Regional titles will bear the brunt
If one fact emerged from the Trinity Mirror interim results last week, it was the very good performance of its regional newspapers. But the papers, which include the Liverpool Echo, the Western Mail and Newcastle’s Evening Chronicle, appear to be in for the biggest shake-up after a "bottom-up" review of the company.
They will bear the brunt of the 800 job losses from the 12,500-strong workforce planned by 2003 (200 have already gone this year) though editors to whom Press Gazette talked remain sanguine that their staffs would not be too badly affected.

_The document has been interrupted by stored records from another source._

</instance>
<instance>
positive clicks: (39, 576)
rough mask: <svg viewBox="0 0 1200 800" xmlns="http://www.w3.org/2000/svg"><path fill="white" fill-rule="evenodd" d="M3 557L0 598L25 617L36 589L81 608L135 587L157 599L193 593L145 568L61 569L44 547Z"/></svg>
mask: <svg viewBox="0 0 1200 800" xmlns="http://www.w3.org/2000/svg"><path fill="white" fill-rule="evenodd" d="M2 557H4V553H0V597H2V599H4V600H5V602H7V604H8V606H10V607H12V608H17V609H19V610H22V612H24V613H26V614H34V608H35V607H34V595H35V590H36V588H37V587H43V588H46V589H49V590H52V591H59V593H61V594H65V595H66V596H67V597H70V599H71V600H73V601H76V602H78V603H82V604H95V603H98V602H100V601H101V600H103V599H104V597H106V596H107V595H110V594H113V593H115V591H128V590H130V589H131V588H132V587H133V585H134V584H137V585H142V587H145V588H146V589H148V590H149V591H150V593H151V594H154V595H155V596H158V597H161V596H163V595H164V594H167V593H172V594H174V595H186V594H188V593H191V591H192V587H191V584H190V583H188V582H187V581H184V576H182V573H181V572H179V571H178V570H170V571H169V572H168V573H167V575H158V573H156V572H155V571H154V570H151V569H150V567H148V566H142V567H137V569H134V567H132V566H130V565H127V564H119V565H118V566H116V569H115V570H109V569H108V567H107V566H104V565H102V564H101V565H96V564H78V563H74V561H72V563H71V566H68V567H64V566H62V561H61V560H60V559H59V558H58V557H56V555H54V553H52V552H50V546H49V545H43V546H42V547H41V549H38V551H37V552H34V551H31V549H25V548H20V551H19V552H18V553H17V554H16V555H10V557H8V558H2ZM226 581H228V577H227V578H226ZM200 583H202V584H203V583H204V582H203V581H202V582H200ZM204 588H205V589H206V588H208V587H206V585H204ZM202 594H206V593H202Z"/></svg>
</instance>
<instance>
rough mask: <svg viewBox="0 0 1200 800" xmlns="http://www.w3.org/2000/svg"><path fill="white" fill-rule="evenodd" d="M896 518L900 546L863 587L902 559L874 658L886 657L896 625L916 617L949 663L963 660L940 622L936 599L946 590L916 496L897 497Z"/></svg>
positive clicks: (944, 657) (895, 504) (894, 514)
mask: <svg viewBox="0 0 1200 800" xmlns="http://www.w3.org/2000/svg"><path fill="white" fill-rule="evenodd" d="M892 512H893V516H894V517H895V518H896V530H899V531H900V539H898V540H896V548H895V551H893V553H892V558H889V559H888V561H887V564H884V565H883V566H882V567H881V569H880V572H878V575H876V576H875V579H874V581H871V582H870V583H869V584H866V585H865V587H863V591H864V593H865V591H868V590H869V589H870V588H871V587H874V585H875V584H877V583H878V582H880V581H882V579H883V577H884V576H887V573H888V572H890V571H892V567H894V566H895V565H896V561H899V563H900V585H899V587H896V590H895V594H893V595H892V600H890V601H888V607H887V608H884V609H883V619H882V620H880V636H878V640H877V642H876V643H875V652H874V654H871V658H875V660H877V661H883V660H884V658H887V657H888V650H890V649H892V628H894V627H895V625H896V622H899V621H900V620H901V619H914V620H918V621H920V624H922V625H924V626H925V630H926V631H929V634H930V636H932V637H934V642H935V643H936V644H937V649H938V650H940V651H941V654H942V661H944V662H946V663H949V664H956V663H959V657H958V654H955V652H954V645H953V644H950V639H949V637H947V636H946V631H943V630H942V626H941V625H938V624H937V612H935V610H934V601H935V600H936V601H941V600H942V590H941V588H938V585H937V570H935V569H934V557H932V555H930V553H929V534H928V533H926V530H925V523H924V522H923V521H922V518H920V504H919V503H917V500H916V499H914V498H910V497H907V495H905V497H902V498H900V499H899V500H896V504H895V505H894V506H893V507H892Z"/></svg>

In order to make its regional newspaper business an industry leader, Trinity Mirror is to regroup the titles into regional ‘clusters’ – the North East, North West (including North Wales), the Midlands, the South and Scotland – with each cluster sharing activities and expertise. The Scottish national newspapers will have a bespoke plan, including some best-practice methods drawn from the regionals.
Trinity Mirror’s director of communications, Nick Fullagar, said the review was about seeing if the company could get more from those businesses. "They are operating with no relationship to one another," he said, indicating that the best methods from one title, benchmarked against other newspaper businesses, might now be utilised by other titles.
"We want everybody working from the same sheet but at the same time we are aware we should do nothing to interfere with the ‘localness’ of the titles," he said.
"But we have a problem on cost and we’ve got to cut it."
Fullagar said he did not yet know whether sharing between titles would be extended to features or central subbing pools because those details had not been worked out.
"What this is not is a blueprint drawn up by senior management at Canary Wharf. This is a bottom-up, nuts-and-bolts review driven by the regional management teams. They took a look at their own companies and came up with this review. This is not about slimming the company – this is about getting fit."
Trinity Mirror’s regional newspapers have slowed the rate of decline in sales, achieved a 10.9 per cent increase in revenue, from £246.6m to £273.4m, and a 0.8 per cent increase in operating profit, up to £65.3m.
Profits for the group as a whole fell 9.7 per cent to £80.9m.